Efficient Edge AI for Security

Sambit Bhattacharya, Paul Rodriguez, Abhirup Dasgupta, Johnathankeith Murchison, Miriam Delgado, Anita Amofah, Abdullah Waleed, Waylon Robinson, Felecia M., James S.

We present progress on the Efficient Edge AI for Security project, an initiative for developing edge-deployed artificial intelligence solutions for intelligent crowd behavior analysis and security monitoring. The project addresses critical security challenges by enabling near real-time video analytics directly on resource-constrained edge devices.

The team has successfully developed Sentinel Nexus V2.0, an integrated system architecture featuring edge devices with video capture capabilities, networked connectivity, and a user-friendly interface enabling operators to deploy natural language queries through video language models for efficient data triage. It comprises of three components: host client, server middleware, and edge client, facilitating device discovery, query transmission, and image retrieval across distributed surveillance networks. The edge subsystem employs a modular three-script architecture where the client listens for commands, the handler interprets requests, and containerized models execute detection tasks.

Initial hardware validation employed edge devices, and camera sensors. Performance benchmarking demonstrated significant improvements. Network functionality validation confirmed successful message and image transmission, including testing with open vision-language AI models.
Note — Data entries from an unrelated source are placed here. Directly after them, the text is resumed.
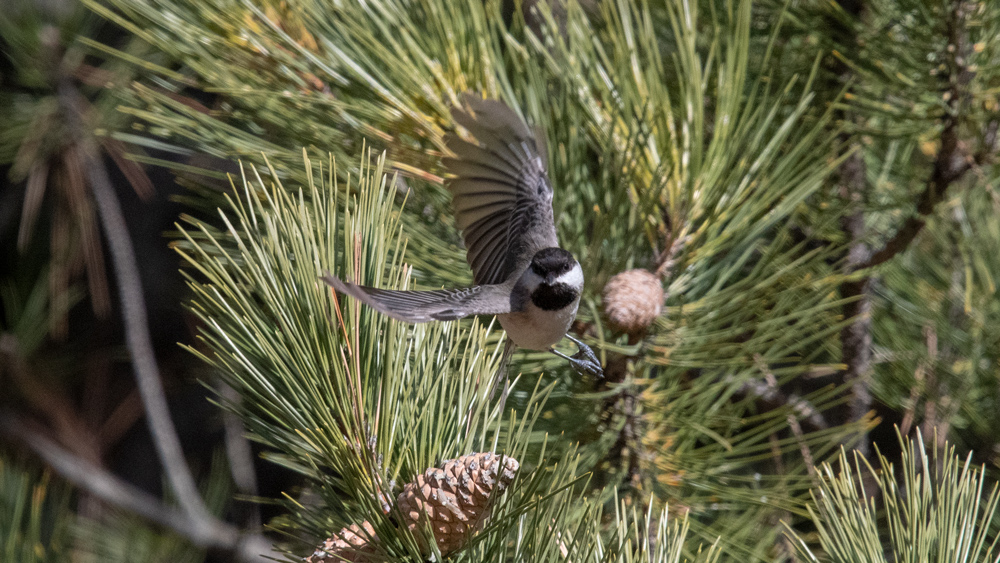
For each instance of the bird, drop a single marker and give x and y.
(502, 203)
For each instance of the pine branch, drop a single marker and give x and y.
(204, 533)
(140, 345)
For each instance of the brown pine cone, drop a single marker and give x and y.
(453, 500)
(349, 545)
(632, 301)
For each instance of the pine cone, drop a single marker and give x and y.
(349, 545)
(632, 301)
(453, 500)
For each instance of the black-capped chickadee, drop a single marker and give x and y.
(503, 205)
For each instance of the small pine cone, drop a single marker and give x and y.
(349, 545)
(453, 499)
(632, 301)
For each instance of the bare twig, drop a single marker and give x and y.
(147, 374)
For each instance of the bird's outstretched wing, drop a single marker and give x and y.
(426, 306)
(501, 194)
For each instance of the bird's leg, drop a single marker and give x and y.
(584, 361)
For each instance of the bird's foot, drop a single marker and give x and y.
(584, 361)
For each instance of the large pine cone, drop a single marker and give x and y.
(632, 301)
(349, 545)
(453, 500)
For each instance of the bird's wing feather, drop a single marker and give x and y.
(426, 306)
(501, 193)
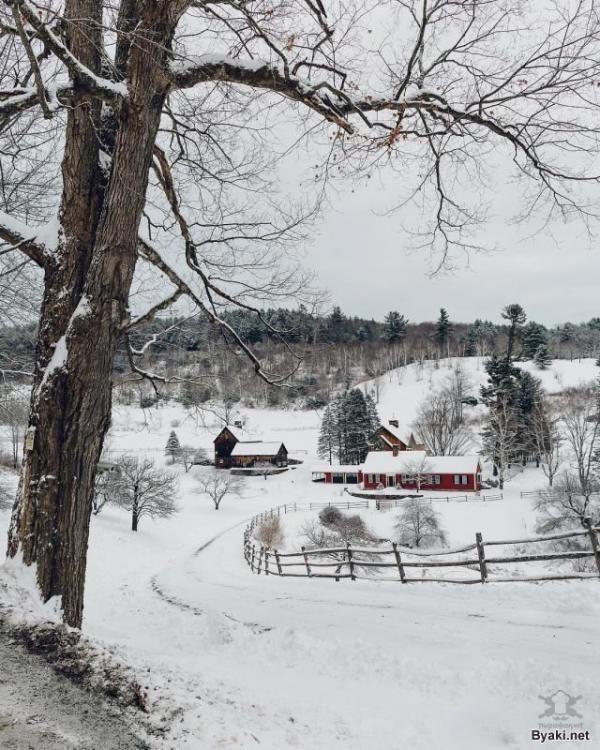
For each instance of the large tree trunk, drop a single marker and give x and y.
(85, 306)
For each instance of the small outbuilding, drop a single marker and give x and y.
(258, 453)
(336, 473)
(234, 449)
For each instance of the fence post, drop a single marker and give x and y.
(399, 562)
(350, 562)
(594, 541)
(278, 561)
(308, 573)
(338, 570)
(481, 556)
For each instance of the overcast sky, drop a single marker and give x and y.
(366, 262)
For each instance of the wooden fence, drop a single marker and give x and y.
(383, 503)
(378, 562)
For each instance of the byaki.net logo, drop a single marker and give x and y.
(561, 719)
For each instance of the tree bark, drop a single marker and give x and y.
(84, 310)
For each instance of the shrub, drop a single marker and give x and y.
(330, 516)
(269, 532)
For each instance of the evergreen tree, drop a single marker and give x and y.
(442, 330)
(542, 358)
(394, 327)
(327, 435)
(173, 447)
(337, 325)
(347, 426)
(533, 336)
(516, 316)
(471, 342)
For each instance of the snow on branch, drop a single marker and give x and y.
(38, 243)
(76, 68)
(320, 97)
(153, 256)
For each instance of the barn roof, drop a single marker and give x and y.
(257, 448)
(325, 468)
(238, 433)
(410, 462)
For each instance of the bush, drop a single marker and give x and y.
(316, 402)
(330, 516)
(269, 532)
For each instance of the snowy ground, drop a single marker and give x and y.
(254, 662)
(41, 711)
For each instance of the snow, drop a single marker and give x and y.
(256, 448)
(191, 62)
(45, 235)
(244, 661)
(412, 461)
(58, 360)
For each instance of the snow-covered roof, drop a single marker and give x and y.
(382, 461)
(256, 448)
(325, 468)
(241, 434)
(397, 432)
(411, 462)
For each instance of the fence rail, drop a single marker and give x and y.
(362, 562)
(384, 503)
(549, 492)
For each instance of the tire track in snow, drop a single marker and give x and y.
(175, 601)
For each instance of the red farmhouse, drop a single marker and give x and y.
(415, 470)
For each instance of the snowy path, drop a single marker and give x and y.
(360, 657)
(41, 711)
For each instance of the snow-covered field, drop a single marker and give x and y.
(244, 661)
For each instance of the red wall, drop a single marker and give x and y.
(447, 483)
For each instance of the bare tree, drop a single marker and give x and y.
(145, 489)
(187, 456)
(580, 417)
(217, 485)
(567, 504)
(147, 97)
(418, 468)
(418, 525)
(548, 439)
(439, 424)
(107, 489)
(6, 496)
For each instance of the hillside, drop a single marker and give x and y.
(235, 660)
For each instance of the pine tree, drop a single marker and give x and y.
(347, 427)
(533, 336)
(173, 447)
(516, 316)
(442, 331)
(542, 358)
(327, 435)
(394, 328)
(471, 342)
(337, 325)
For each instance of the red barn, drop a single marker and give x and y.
(416, 471)
(336, 473)
(390, 437)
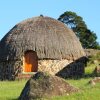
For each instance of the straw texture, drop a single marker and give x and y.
(50, 38)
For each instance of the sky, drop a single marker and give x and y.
(15, 11)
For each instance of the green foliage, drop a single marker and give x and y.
(76, 23)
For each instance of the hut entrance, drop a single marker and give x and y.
(30, 61)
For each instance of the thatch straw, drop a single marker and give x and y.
(50, 38)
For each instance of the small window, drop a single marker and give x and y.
(30, 61)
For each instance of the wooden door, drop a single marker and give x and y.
(30, 61)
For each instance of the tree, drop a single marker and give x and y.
(76, 23)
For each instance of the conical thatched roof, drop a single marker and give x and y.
(50, 38)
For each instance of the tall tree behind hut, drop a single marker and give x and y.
(86, 36)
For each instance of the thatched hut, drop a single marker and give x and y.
(39, 44)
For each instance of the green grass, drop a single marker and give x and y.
(12, 90)
(87, 91)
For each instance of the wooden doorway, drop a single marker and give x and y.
(30, 61)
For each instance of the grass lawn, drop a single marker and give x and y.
(11, 90)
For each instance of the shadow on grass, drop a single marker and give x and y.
(12, 99)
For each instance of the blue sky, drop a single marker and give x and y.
(14, 11)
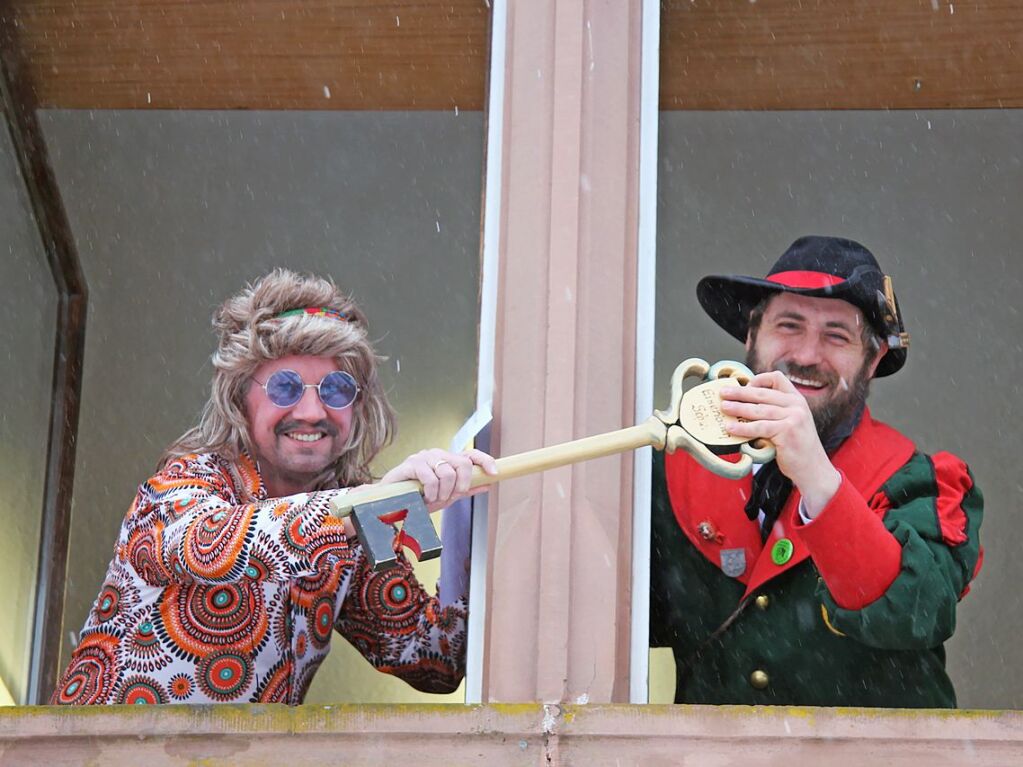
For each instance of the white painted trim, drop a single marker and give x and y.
(488, 325)
(646, 282)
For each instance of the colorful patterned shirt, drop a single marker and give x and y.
(219, 594)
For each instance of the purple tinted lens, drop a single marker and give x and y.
(284, 388)
(338, 390)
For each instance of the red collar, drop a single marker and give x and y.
(710, 509)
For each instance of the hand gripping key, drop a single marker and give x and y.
(693, 422)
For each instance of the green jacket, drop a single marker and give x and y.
(858, 613)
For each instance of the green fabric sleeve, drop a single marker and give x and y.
(918, 611)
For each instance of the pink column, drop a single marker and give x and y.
(558, 622)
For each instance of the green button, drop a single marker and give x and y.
(781, 552)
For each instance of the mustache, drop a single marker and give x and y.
(290, 423)
(806, 371)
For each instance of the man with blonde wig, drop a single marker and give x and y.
(230, 574)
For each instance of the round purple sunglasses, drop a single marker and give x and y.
(337, 390)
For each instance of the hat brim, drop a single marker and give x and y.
(729, 299)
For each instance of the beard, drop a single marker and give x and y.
(830, 413)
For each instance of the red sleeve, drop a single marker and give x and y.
(855, 554)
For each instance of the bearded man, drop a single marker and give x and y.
(833, 576)
(230, 574)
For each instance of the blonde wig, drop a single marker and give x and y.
(251, 332)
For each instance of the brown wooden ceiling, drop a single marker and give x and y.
(841, 54)
(432, 54)
(255, 54)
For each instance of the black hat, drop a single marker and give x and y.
(818, 267)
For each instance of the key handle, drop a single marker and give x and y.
(696, 423)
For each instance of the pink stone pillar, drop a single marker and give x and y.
(558, 621)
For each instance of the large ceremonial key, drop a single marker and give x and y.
(694, 421)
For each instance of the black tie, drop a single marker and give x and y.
(771, 488)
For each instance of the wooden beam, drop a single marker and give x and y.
(841, 54)
(58, 242)
(260, 54)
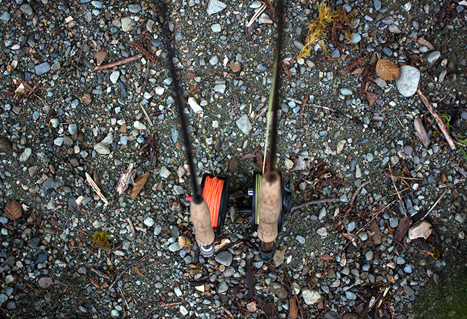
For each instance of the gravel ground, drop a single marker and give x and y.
(339, 260)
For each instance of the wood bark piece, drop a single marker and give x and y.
(437, 119)
(96, 188)
(117, 63)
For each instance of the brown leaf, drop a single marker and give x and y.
(421, 132)
(138, 185)
(4, 143)
(138, 271)
(402, 229)
(293, 313)
(371, 97)
(249, 279)
(326, 257)
(387, 70)
(13, 209)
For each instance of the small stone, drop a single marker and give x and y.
(25, 155)
(216, 28)
(127, 24)
(114, 76)
(42, 68)
(149, 222)
(45, 282)
(101, 149)
(233, 164)
(420, 230)
(345, 91)
(224, 257)
(432, 57)
(139, 126)
(244, 124)
(310, 296)
(300, 239)
(215, 6)
(322, 232)
(134, 8)
(407, 82)
(279, 290)
(194, 105)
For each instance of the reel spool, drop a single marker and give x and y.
(215, 190)
(286, 205)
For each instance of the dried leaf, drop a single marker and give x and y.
(138, 271)
(402, 229)
(387, 70)
(371, 97)
(138, 185)
(4, 143)
(421, 132)
(126, 179)
(13, 210)
(326, 257)
(249, 279)
(302, 163)
(293, 313)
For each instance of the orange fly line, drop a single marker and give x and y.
(212, 193)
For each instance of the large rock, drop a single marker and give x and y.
(407, 82)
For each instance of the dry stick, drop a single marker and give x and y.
(315, 202)
(133, 264)
(397, 191)
(438, 120)
(434, 205)
(326, 108)
(117, 63)
(293, 289)
(353, 199)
Ongoing and future research focuses on addressing the ephemeral data challenge, developing surveillance-specific adaptations of lightweight vision-language models for edge devices, implementing storage-aware batch processing algorithms that optimize analysis within deletion windows, and creating result aggregation protocols that combine findings from multiple independent edge devices. These advancements will enable analysts to broadcast natural language queries simultaneously across entire surveillance networks, with each device independently processing video archives and returning matching content before deletion cycles eliminate source data.